YETMEZ AMA EVET!

Anadolu, coğrafi olarak çok stratejik bir
noktada bulunduğu için daima hedefe
konulmuştur. Binlerce yıllık tarihi süreçte
Anadolu’dan onlarca medeniyet
geçmiş ve gücü elinde tutan her devlet, bu bölgeyi
elinde tutmak istemiştir.
Dört mevsimin bir arada yaşanabilir olmasından
güneşli gün sayısına, göğe tırmanan
zirvelerinden uçsuz bucaksız kumsallarına, üç
denizinden verimli
topraklarına kadar her
şeye sahip olan Anadolu,
Pasin Savaşı’nın
ardından Malazgirt
Zaferi’nden beri Türk
yurdudur. Yani bu tarihten
sonra bir daha
yabancıya vatanlık etmemiştir.
Yeri gelmişken
rahmetli Aytunç
Altındal’ın bir tespitini
de aktaralım.
Türkiye ismi M.Ö.
700’lere dayanan tarihi
bir geçmişe sahiptir ve sadece Anadolu için
kullanılmıştır. Rahmetli Altındal, İrlanda’da bir
konu üzerinde çalışırken Kelt rahipleri Druitler’in
tuttuğu Anallar’da Anadolu’ya “Türkiye”
isminin verildiğini görmüş ve bunu Pelin Çift’in
programında dile getirmişti. Yani Türk ismi yalnızca
1071 değil, M.Ö.’de bu topraklara vurulmuş
bir mühürdür ve öyle kalacaktır.
Bunu bir iddia, bir temenni olarak ileri sürmek
kolaydır ama bir gerçek olarak geleceğe
taşımak zordur. Başta da dediğim gibi bu coğafyadan
düşman eli eksik olmaz. Cesur olan atına
biner gelir, cesur olmayan örtüsüne bürünür
gelir ama hep gelir. Bu nedenle içimizden hain,
karşımızdan düşman eksik olmaz.
Şair ve hekim Abdülhak Molla, 150 yıl önce
söyle seslenmişti:
“Bu mesel ile bulur cümle düvel fevz-ü felâh;
Hazır ol cenge eğer ister isen sulh-ü salâh.”

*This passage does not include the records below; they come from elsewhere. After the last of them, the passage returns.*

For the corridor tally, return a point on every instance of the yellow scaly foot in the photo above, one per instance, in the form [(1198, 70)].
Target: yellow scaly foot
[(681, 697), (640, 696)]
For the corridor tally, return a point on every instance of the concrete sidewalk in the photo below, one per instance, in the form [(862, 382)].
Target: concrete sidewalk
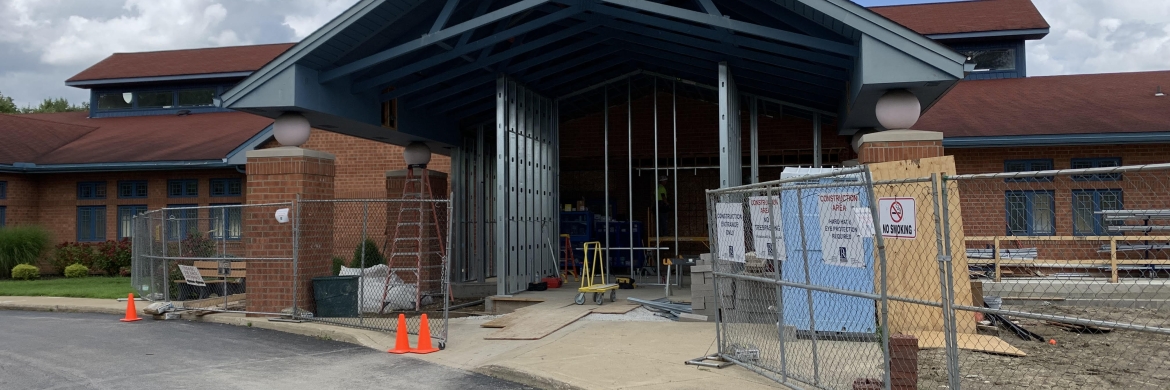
[(593, 353)]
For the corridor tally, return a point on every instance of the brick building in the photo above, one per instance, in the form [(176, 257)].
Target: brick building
[(155, 138)]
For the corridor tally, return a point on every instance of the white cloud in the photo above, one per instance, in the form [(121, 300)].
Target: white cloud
[(314, 14), (1101, 36)]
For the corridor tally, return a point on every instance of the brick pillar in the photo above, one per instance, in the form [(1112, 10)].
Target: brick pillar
[(432, 231), (279, 175), (893, 145)]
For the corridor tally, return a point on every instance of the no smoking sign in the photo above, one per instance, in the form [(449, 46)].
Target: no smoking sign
[(897, 218)]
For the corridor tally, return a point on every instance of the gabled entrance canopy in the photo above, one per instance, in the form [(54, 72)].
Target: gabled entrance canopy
[(439, 61)]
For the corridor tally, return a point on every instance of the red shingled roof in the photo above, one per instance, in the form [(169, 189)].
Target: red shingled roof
[(74, 138), (965, 16), (183, 62), (1105, 103)]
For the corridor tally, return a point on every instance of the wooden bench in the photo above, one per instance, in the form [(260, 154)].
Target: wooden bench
[(234, 281)]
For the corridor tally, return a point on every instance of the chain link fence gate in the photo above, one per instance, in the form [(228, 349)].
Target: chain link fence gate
[(394, 251), (1005, 281)]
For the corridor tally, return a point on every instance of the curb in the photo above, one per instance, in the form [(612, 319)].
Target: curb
[(525, 378)]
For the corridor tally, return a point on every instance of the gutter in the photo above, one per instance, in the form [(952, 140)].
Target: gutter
[(31, 168), (1058, 139)]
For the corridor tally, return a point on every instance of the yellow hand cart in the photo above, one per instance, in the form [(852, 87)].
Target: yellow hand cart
[(592, 265)]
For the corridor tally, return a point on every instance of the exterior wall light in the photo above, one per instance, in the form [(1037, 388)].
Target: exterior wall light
[(291, 129), (417, 155), (897, 109)]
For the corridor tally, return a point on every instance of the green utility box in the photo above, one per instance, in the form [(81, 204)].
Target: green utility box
[(336, 296)]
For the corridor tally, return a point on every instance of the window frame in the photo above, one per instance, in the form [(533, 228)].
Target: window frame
[(94, 186), (215, 213), (133, 189), (122, 233), (1100, 227), (185, 184), (1029, 166), (1095, 162), (227, 187), (1030, 212), (181, 227), (95, 224)]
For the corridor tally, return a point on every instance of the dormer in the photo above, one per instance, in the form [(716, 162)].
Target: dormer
[(991, 33), (171, 82)]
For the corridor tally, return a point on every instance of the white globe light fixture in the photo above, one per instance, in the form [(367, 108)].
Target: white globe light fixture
[(417, 155), (897, 109), (291, 129)]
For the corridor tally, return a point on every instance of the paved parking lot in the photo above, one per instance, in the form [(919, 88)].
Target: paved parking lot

Evet, bu coğrafyada sulh ve huzur içinde
yaşamak istiyorsak daima savaşa hazır olmalıyız.
Savaşa hazır olmak ancak milli sanayi ile
mümkündür. Biz, ikibinli yıllara kadar hep alıcı
taraf olduk. Düşman üretsin sonra bize satsın
beklentimiz ile yıllarca terörle mücadelede sıkıntı
çektik. Sınırımızı geçen yüzlerce hain karakollarımızı
bastı, şehitler verdik. İsrail’den gelecek
heronların vereceği istihbaratlara kaldık hep ve
maalesef dökülen sadece kanımız, yanan sadece
canımız oldu.
Şu gerçeği hepimiz kabul etmeliyiz ki, Recep
Tayyip Erdoğan döneminde yapılanlarla
bu durum tersine dönmüş durumdadır. Bugün
milli sanayi olarak belirli bir konuma gelmiş ve
çok etkili silahlar üretmiş durumdayız. Rus hava
savunma sistemleri, bizim silahlarımız karşısında
komik durumlara düştü. Suriye’de, Libya’da ve
son olarak Karabağ’da kendi üretimimiz olan
silahlarla dünyaya meydan okuduk. Bundan
sonra da böyle olmaya devam edecek. Artık
ok yaydan çıkmıştır ve bu ülkenin makûs talihi
yeni silahlarla değişmeye ve gelişmeye devam
etmektedir. Bunun en son ve en güçlü örneklerinden
biri HİSAR-O+’dır.
Kabul testlerinde yüzde yüz başarı sağlayan
HİSAR-O+, daha önceki kardeşi HİSAR-A ile
birlikte ülkemizin dostlarına güven, düşmanlarına
ise korku vermektedir. 2023’te hazır olması
beklenen SİPER’i de dört gözle bekliyorum. Hİ-
SAR-O+ orta menzilli bir savunma silahı iken
SİPER uzun menzilli bir savunma silahı olarak
envarterdeki yerini alacak. Emeği geçen herkesi
canı gönülden kutluyor ve tebrik ediyorum.